- Será que vou receber alguma explicação sobre isso? – pergunta o garoto, deixando os galhos caírem sobre o chão.

O Sacerdote não responde, milhares de pensamentos surgindo e desaparecendo de sua mente numa velocidade impossível de acompanhar. Notando suas emoções alteradas, Dantálion se aproxima.

- Diga o que aconteceu, Moloque. De quem está se escondendo?

Ele não tira as mãos do rosto para responder:

- Alguém no Palácio sabe.

O outro fixa os olhos atentos sobre ele.

- Quem?

- Meu Auxiliador pessoal.

- Vero?

- Sim.

Dantálion suspira, relaxando o corpo, e volta a pegar os galhos que tinha derrubado para montar a fogueira.

- Não me assuste desse jeito.

- Você não tem nada a dizer?!

- Vero é um dos nossos. – responde, sem olhar em sua direção – Pensei que você já soubesse.

- Vero é da Ordem dos Surdos?!

A imagem do Auxiliador, fraco e idoso, vestido em um manto preto e descendo pelo poço, não lhe parece muito plausível.

- Não exatamente. Ele costumava ser, antes da Limpeza. Mas depois fez um acordo comigo.

- Que acordo?

- Um acordo simples. Ele não fala nada, e nós também não.

Dantálion para o que está fazendo por alguns segundos, refletindo sobre algo com um sorriso malicioso.

- Na verdade, o acordo tinha mais uma condição...

- Qual?

Ele vira as costas para a fogueira que estava armando, batendo as mãos uma na outra para se livrar do pó.

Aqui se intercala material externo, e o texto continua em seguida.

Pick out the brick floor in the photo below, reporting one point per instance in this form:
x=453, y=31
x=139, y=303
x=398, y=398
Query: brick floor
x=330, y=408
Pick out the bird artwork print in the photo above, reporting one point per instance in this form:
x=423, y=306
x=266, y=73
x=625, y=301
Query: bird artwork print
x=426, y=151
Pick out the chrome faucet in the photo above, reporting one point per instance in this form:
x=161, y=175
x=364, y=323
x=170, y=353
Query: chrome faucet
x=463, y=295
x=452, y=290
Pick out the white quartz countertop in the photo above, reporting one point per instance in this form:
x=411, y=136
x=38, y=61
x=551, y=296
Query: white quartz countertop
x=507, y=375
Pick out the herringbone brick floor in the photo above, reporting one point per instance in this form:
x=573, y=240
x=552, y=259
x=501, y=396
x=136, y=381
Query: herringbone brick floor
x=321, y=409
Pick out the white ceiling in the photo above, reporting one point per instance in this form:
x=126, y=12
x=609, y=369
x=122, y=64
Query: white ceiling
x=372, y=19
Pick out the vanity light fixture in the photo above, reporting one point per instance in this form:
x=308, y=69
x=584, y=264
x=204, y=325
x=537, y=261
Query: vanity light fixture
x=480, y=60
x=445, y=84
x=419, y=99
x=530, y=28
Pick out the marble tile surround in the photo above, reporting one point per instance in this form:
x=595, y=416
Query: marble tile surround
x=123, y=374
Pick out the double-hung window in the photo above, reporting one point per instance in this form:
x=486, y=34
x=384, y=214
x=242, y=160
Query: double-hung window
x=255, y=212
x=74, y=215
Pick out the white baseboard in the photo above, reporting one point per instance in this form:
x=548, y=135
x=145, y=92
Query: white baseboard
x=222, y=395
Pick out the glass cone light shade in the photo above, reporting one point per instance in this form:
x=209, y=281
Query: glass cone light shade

- Você. Você é o termo principal de nosso contrato.

- Como?

- Não é difícil imaginar. Você é o Sacerdote.

Dantálion o observa com expectativa.

- O acordo era você não me matar?

- Desnecessário. – vira-se o outro – Eu não ganharia nada matando você.

- Mas fez o acordo mesmo assim?

- Vero não queria ceder de jeito nenhum. Eu precisava do apoio dele.

- Então você ameaçou me matar para conseguir que ele te apoiasse?

- Sim. - sorri - E ele acreditou até a última palavra.

- E por que ele cederia por minha causa?

- Não sei. – ri, um brilho maldoso no olhar – Provavelmente não foi por causa desse seu rostinho imundo. Vá se lavar logo, está me deixando com nojo. O que você estava fazendo, afinal?

- Nada.

- Nada?! Você viu o estado de seu rosto? – brinca, divertindo-se ao inverter a fala de Lúcio no dia anterior.

Seus olhares se encontram e permanecem fixos numa intensidade desconfortável por alguns instantes.

O Sacerdote desvia os olhos para um ponto invisível à frente, tentando encontrar alguma coerência naquilo tudo. Vero era diferente, sem dúvidas, mas ainda assim era um Auxiliador. Por que motivo um Auxiliador entraria para a Ordem dos Surdos? E por que ele teria que fazer um acordo com eles? Qual era a real ligação entre os Surdos e ele próprio, para que Vero tivesse que jurar protegê-lo? Para que Vero estivesse disposto a arriscar a própria vida para proteger a sua?